Cineworld shares sank on Monday as equity holder value destruction ratcheted up with developments in their restructuring plans.
New equity will be issued to lenders as part of a restructuring deal. Cineworld also announced a rights issue to raise additional capital. The rights issue will be offered to existing lenders and seeks to raise $800m.
Cineworld said their restructuring plans do “not provide for any recovery for holders of Cineworld’s existing equity interests.”
Cineworld shares were down over 22% at the time of writing.
“Cineworld’s shareholders had been given plenty of warning their investment in the business could be wiped out by a debt restructuring and this looks like it will soon happen. The company’s lenders are going to gain control through a debt for equity swap and a rights issue, giving Cineworld yet another throw of the dice to try and sort out its finances,” said Danni Hewson, head of financial analysis at AJ Bell.

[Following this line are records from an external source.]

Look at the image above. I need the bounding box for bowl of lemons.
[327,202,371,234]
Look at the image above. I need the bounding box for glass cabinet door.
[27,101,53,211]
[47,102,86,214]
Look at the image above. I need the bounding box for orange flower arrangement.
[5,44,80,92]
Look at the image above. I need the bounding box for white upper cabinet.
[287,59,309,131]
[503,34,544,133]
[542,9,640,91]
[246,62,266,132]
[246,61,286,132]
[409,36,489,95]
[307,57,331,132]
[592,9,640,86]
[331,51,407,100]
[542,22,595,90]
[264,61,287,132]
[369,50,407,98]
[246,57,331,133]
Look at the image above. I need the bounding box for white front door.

“Keeping the US and UK operations and only potentially selling its Eastern European and Israeli sites will streamline the group and put it in a better position to ride the recovery in the cinema industry – if it comes.”
Hewson continued to explain the deep issues facing cinemas with the rise of streaming platforms.
“That’s a big ‘if’ as competition from streaming platforms has become intense and film-lovers are increasingly happy to watch new releases at home. It helps that gigantic flatscreen TVs are much more affordable these days, as are speakers, so it is easy to create a good cinema experience in the home.”